- Born: March 1982
- Died: 13 September 2026 (aged 44)
- Occupations: Activist Filmmaker

= Marc de La Ménardière =

French environmental activist and filmmaker (1982–2026)

Marc de La Ménardière (/fr/; March 1982 – 13 September 2026) was a French environmental activist and filmmaker.

==Life and career==
Born in March 1982, de La Ménardière graduated from business school and worked in New York City as a business developer for Danone. In the late 2000s, he suffered an accident and was homebound for a period of time, during which he watched numerous documentaries discussing the state of the environment and made him question his career path. He gradually shifted away from his business career and began to focus on filmmaking and public speaking. He travelled with his friend, Nathaniël Coste, to explore different worldviews and ecological and social crises.

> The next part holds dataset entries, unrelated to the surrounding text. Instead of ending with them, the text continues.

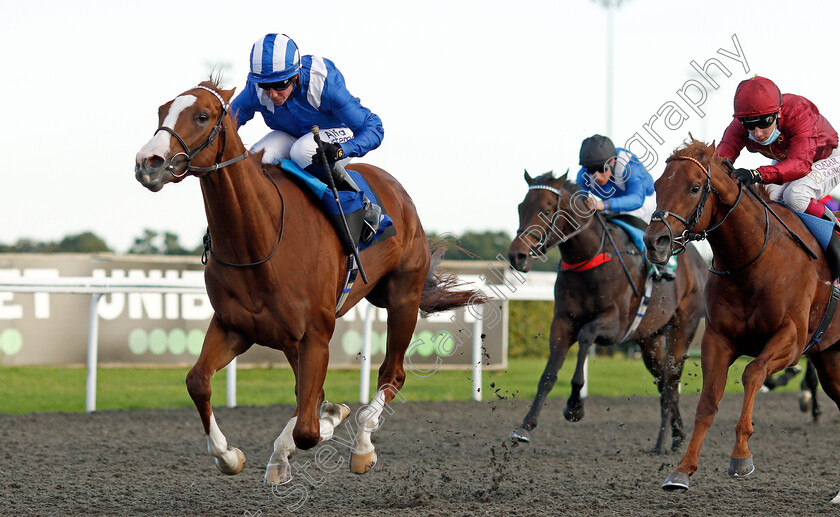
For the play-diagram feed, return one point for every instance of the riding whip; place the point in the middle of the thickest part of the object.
(331, 184)
(618, 253)
(796, 238)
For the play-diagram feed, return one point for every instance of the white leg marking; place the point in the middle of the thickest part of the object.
(217, 445)
(284, 445)
(278, 471)
(368, 420)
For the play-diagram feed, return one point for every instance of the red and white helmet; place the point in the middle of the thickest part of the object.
(757, 96)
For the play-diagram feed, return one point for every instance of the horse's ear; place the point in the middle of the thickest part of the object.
(564, 177)
(528, 177)
(227, 95)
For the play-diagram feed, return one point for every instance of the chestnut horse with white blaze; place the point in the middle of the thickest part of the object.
(276, 270)
(766, 298)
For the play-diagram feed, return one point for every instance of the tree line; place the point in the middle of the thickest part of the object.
(471, 245)
(150, 243)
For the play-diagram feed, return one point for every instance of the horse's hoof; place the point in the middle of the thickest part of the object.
(741, 467)
(520, 434)
(805, 401)
(277, 474)
(573, 414)
(345, 411)
(675, 481)
(231, 470)
(361, 463)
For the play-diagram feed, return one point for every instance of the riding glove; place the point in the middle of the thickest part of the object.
(747, 176)
(332, 151)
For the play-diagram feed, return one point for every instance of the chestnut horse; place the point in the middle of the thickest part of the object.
(766, 300)
(276, 270)
(598, 304)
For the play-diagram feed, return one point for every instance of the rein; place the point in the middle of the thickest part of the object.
(190, 154)
(218, 129)
(207, 240)
(599, 257)
(563, 238)
(687, 235)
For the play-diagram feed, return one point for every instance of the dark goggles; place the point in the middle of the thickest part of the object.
(760, 122)
(278, 86)
(595, 169)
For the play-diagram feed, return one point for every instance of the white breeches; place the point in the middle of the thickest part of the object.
(797, 194)
(279, 145)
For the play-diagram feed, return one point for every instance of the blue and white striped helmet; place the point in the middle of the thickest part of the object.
(274, 58)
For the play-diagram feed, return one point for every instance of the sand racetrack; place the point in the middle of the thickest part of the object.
(448, 458)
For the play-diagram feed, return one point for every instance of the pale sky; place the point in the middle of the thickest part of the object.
(470, 93)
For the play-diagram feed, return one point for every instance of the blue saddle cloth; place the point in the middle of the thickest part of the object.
(350, 201)
(821, 229)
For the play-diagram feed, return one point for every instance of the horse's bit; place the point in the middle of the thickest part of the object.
(189, 154)
(687, 235)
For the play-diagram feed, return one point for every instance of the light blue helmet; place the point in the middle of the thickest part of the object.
(274, 58)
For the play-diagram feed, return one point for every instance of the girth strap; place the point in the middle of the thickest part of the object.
(644, 303)
(349, 280)
(827, 317)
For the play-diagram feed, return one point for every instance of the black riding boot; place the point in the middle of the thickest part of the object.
(343, 181)
(832, 252)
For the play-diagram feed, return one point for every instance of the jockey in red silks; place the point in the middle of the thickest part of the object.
(790, 130)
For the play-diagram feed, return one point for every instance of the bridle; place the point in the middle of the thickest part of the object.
(679, 243)
(190, 154)
(544, 246)
(687, 235)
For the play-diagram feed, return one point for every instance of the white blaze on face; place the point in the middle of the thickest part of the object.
(159, 144)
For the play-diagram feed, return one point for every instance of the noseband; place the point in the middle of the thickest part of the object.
(189, 154)
(543, 248)
(680, 242)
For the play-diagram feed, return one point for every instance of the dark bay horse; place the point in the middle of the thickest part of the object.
(276, 270)
(597, 305)
(766, 300)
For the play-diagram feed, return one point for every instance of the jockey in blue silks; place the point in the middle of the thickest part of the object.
(293, 94)
(617, 182)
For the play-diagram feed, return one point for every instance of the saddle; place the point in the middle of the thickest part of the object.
(352, 204)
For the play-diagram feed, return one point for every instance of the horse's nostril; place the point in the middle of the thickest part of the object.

There, he met figures such as Vandana Shiva, Pierre Rabhi, Frédéric Lenoir, and Satish Kumar. In 2015, he released a documentary film titled A Quest for Meaning. The film was funded by 963 international backers and distributed by the independent Association Kamea Meah. In the wake of the film's release, he raised awareness through a public speaking campaign on topics such as ecology, self-awareness, interdependence, organizational transformation, and changing lifestyles. In 2017, he co-founded an eco-community called La Kambrousse alongside his partner Malory Malmasson.

De La Ménardière died from cancer on 13 September 2026, at the age of 44.